WOWOWは動画配信サービス「Paravi(パラビ)」経由でネット契約できるプランを持つが、WOWOW全体の加入件数を押し上げるまでの効果は出ていない。そうした事情も踏まえ、自社サイトからも動画配信と同じくネットだけで契約できるプランを計画。動画配信と比較したときの加入ハードルを埋めるべく、2020年度の下期に開始することを目指している。

他方、スカパーJSATではそうした動きはまだ見られない。同社の米倉社長は「日本はかなりマチュアードな(熟成された)世界だ。(動画配信に移行するのは)物理的には可能かもしれないが、時間とコストを考えると、やはり違うだろうと思う」と話すなど、動画配信への全面移行に否定的だ。

そこには、スカパーJSATの事業構成が大きくかかわっている。スカパーJSATは、衛星放送「スカパー!」を運営するメディア事業と、衛星の運用・管理などを行う宇宙事業の2事業から成り立っている。

その宇宙事業のうち、衛星を利用した放送が営業収益に占める割合は30%。もし、動画配信のような通信専門の事業を打ち出せば、自社の収益柱である宇宙事業に大きな影響を与えかねない。そのため、J:COMと同じ各放送事業者の番組を放送するプラットフォームでも、スカパーJSATが動画配信を行うことは決して容易ではない。

独自サービスの展開がカギ

そこで同社は、すでに加入している会員に対して、コンテンツ視聴だけではなく、加入者限定の観戦ツアーといった形でファンを開拓する青写真を描く。「こうした取り組みで、会員数が300万、400万にはならなくても、価値のあるサービスだと感じてもらい、(会員数を)安定させたい。単純にスカパーチャンネルを見て、『こういうことやっています』というのでは限界がある」(米倉社長)。
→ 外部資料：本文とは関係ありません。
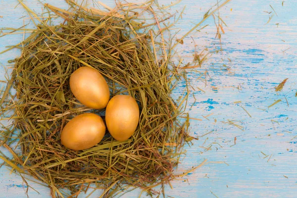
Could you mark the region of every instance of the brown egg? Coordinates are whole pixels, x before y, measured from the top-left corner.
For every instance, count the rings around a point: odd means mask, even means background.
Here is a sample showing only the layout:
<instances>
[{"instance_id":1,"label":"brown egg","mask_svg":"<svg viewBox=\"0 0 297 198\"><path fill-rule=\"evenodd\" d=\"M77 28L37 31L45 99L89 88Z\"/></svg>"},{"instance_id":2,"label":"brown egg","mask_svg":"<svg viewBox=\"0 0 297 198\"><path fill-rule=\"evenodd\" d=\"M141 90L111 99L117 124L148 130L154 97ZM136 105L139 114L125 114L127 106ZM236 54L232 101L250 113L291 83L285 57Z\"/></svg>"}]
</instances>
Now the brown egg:
<instances>
[{"instance_id":1,"label":"brown egg","mask_svg":"<svg viewBox=\"0 0 297 198\"><path fill-rule=\"evenodd\" d=\"M71 92L82 104L96 109L107 105L110 97L108 86L96 69L80 67L71 74L70 81Z\"/></svg>"},{"instance_id":2,"label":"brown egg","mask_svg":"<svg viewBox=\"0 0 297 198\"><path fill-rule=\"evenodd\" d=\"M118 141L128 140L133 135L139 120L136 100L130 96L117 95L106 107L105 121L108 131Z\"/></svg>"},{"instance_id":3,"label":"brown egg","mask_svg":"<svg viewBox=\"0 0 297 198\"><path fill-rule=\"evenodd\" d=\"M91 148L101 141L105 129L101 117L94 113L83 113L75 116L64 127L61 142L73 150Z\"/></svg>"}]
</instances>

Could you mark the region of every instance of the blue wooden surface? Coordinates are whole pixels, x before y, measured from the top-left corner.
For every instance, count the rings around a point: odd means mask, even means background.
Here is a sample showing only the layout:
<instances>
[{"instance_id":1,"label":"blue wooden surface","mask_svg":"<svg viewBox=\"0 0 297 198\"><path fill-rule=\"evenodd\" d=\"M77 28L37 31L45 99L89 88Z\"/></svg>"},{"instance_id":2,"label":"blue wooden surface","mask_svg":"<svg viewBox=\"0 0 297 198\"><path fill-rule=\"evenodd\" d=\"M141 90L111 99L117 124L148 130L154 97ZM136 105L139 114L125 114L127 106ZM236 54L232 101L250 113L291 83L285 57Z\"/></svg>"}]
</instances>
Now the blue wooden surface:
<instances>
[{"instance_id":1,"label":"blue wooden surface","mask_svg":"<svg viewBox=\"0 0 297 198\"><path fill-rule=\"evenodd\" d=\"M102 1L110 7L114 5L113 1ZM40 10L37 1L24 2L35 11ZM44 2L66 7L62 0ZM171 1L159 2L167 4ZM193 27L191 22L200 21L216 0L195 2L184 0L172 8L180 10L187 6L183 19L176 27L181 28L180 37ZM215 198L212 192L219 198L296 197L297 3L287 0L282 6L282 2L281 0L233 0L220 10L228 25L222 36L224 51L214 54L201 68L188 74L195 89L191 93L189 107L195 101L193 95L197 99L188 110L191 117L202 121L191 122L192 133L199 137L199 141L186 148L187 155L177 171L189 169L205 158L208 162L183 179L172 182L174 188L166 187L167 195L176 198ZM29 22L21 6L14 8L17 4L15 0L0 0L0 16L2 16L0 28L18 28L23 25L23 19L25 23ZM270 16L274 14L266 25L269 15L264 11L272 11ZM27 16L19 19L23 16ZM198 51L205 48L213 50L220 47L218 40L214 38L216 30L213 19L209 18L206 24L209 26L192 34ZM22 38L22 34L0 38L0 51ZM178 47L186 63L193 59L195 49L191 38L186 38L184 42ZM8 60L19 54L19 51L13 50L0 55L0 63L7 65ZM223 64L230 69L226 70ZM205 69L209 74L206 81L204 74L201 75ZM4 71L0 68L0 80L4 79ZM276 93L274 87L287 78L289 80L283 91ZM181 83L175 90L175 98L181 94L183 86ZM282 101L268 108L279 99ZM234 102L237 101L242 102ZM207 119L202 117L211 113ZM229 124L228 120L242 126L243 130ZM236 145L230 147L235 137ZM9 156L4 148L0 149ZM264 158L261 152L269 156ZM0 169L0 197L25 197L27 187L23 186L19 176L10 174L3 166ZM31 184L42 197L50 197L48 188ZM124 197L138 197L139 193L134 191ZM41 195L29 190L30 197L41 197ZM99 195L100 192L91 197ZM79 197L84 197L81 195Z\"/></svg>"}]
</instances>

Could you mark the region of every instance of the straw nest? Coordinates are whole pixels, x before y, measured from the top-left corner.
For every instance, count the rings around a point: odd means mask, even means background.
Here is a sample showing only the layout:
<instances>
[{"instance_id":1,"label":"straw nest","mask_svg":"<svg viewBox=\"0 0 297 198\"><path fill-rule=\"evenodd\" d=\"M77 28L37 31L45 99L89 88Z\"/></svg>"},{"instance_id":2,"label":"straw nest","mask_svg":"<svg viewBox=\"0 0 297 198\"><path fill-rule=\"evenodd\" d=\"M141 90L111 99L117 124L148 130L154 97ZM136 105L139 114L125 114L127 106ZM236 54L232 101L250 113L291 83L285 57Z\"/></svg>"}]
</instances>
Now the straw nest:
<instances>
[{"instance_id":1,"label":"straw nest","mask_svg":"<svg viewBox=\"0 0 297 198\"><path fill-rule=\"evenodd\" d=\"M128 188L159 193L152 188L174 178L185 140L193 139L188 121L177 119L186 98L177 104L171 97L185 76L172 65L171 43L164 39L169 32L160 31L155 19L161 19L151 8L152 1L118 5L108 12L71 2L68 11L46 5L63 22L53 25L39 19L37 30L21 44L6 89L13 87L16 95L5 91L6 99L13 99L1 102L1 114L13 110L14 119L12 127L2 133L2 145L13 153L11 162L18 165L13 168L47 184L53 197L78 195L90 187L104 188L108 197ZM146 15L152 16L152 23L138 21ZM164 14L163 20L168 16ZM69 77L83 66L105 77L111 96L129 94L139 103L139 124L127 141L117 142L106 133L99 144L84 150L61 145L60 131L75 115L93 112L104 117L104 109L83 106L70 91ZM7 146L15 129L20 154ZM70 193L61 190L65 188Z\"/></svg>"}]
</instances>

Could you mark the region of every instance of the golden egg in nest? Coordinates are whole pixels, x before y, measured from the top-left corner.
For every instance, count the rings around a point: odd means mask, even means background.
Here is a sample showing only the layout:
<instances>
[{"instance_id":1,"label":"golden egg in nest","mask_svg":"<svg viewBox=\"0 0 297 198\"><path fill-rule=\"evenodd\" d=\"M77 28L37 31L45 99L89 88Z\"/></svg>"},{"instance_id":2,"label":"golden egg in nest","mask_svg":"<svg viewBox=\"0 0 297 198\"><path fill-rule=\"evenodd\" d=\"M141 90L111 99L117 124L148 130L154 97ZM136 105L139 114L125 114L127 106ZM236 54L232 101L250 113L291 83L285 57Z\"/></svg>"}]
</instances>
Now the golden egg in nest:
<instances>
[{"instance_id":1,"label":"golden egg in nest","mask_svg":"<svg viewBox=\"0 0 297 198\"><path fill-rule=\"evenodd\" d=\"M118 141L128 140L133 135L139 120L139 108L130 96L116 95L106 106L105 121L110 135Z\"/></svg>"},{"instance_id":2,"label":"golden egg in nest","mask_svg":"<svg viewBox=\"0 0 297 198\"><path fill-rule=\"evenodd\" d=\"M70 76L71 92L83 104L92 108L105 108L109 100L108 86L102 75L95 69L83 66Z\"/></svg>"},{"instance_id":3,"label":"golden egg in nest","mask_svg":"<svg viewBox=\"0 0 297 198\"><path fill-rule=\"evenodd\" d=\"M99 143L105 130L101 117L94 113L83 113L75 116L64 127L61 142L68 148L83 150Z\"/></svg>"}]
</instances>

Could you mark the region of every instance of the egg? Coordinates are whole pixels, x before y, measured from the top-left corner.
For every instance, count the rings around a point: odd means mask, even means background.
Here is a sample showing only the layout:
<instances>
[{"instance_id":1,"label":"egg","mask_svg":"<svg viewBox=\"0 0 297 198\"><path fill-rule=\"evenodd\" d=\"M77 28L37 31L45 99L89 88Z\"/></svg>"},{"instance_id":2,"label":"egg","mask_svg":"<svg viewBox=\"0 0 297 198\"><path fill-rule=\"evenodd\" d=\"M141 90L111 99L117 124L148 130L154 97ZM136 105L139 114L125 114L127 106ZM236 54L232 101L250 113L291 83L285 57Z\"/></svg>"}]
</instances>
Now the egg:
<instances>
[{"instance_id":1,"label":"egg","mask_svg":"<svg viewBox=\"0 0 297 198\"><path fill-rule=\"evenodd\" d=\"M139 108L133 97L116 95L106 106L105 121L110 135L118 141L128 140L133 135L139 120Z\"/></svg>"},{"instance_id":2,"label":"egg","mask_svg":"<svg viewBox=\"0 0 297 198\"><path fill-rule=\"evenodd\" d=\"M68 148L83 150L99 143L105 130L101 117L94 113L83 113L75 116L64 127L61 142Z\"/></svg>"},{"instance_id":3,"label":"egg","mask_svg":"<svg viewBox=\"0 0 297 198\"><path fill-rule=\"evenodd\" d=\"M70 76L71 92L83 104L100 109L107 105L110 93L108 86L102 75L91 67L83 66Z\"/></svg>"}]
</instances>

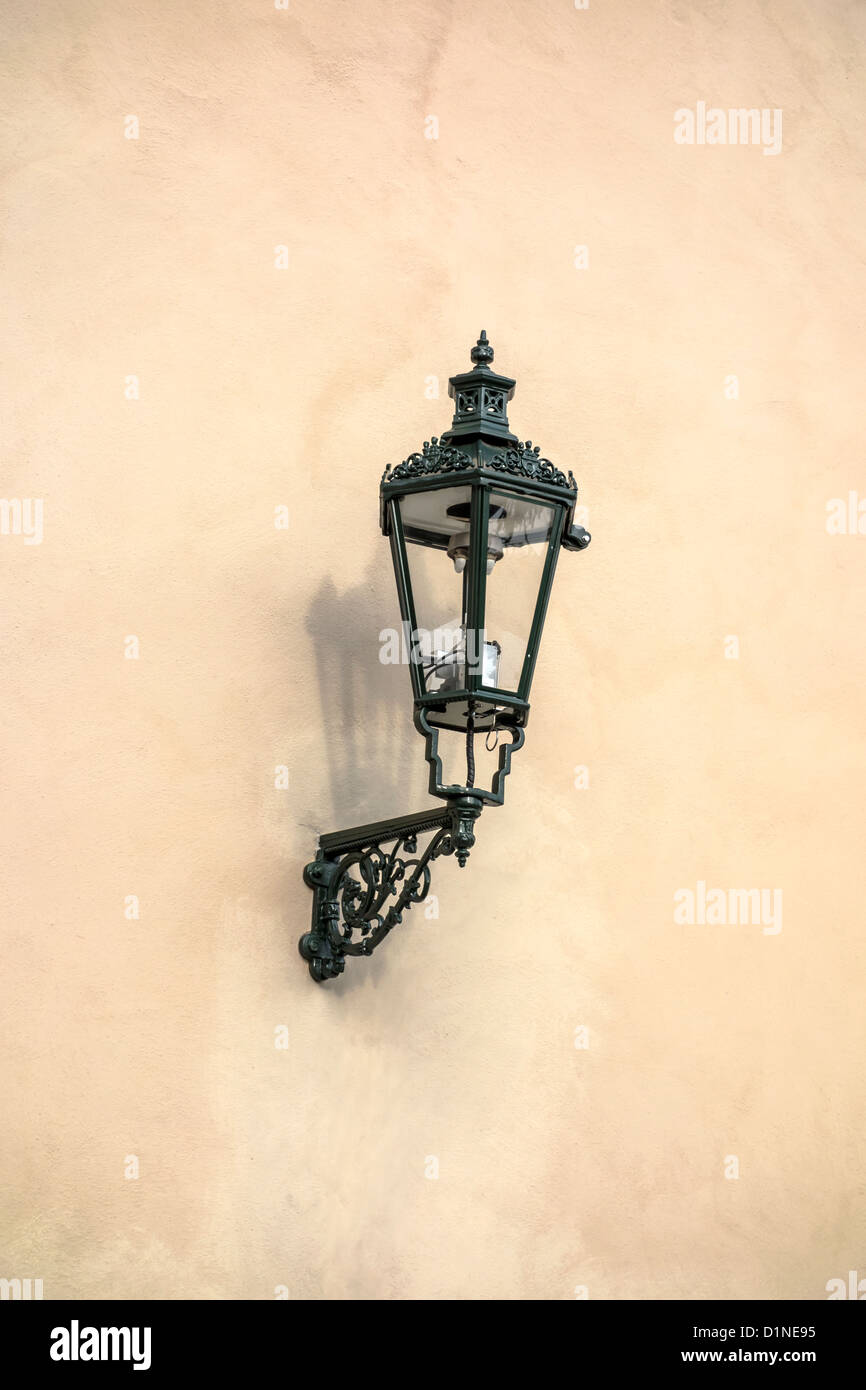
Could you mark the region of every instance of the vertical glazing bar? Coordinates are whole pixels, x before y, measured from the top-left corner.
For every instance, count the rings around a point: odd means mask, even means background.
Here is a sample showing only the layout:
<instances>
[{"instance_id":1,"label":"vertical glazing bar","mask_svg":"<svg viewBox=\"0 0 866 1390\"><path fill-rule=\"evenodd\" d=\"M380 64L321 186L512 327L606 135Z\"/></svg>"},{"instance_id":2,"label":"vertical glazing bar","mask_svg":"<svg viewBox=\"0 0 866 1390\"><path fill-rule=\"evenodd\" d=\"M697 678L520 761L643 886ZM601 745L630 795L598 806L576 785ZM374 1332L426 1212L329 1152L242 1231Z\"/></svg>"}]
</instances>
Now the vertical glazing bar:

WOWOWも同様の方針を掲げており、2020年8月に部署再編を実施。コミュニティプロデュース局を新設し会員ロイヤリティの醸成を狙う。

さまざまな策をめぐらせ、動画配信に戦いを挑む両社。動画配信とのタッグで伸びるJ:COMに対して、動画配信にはない魅力を作り出せるかが生き残りのカギとなりそうだ。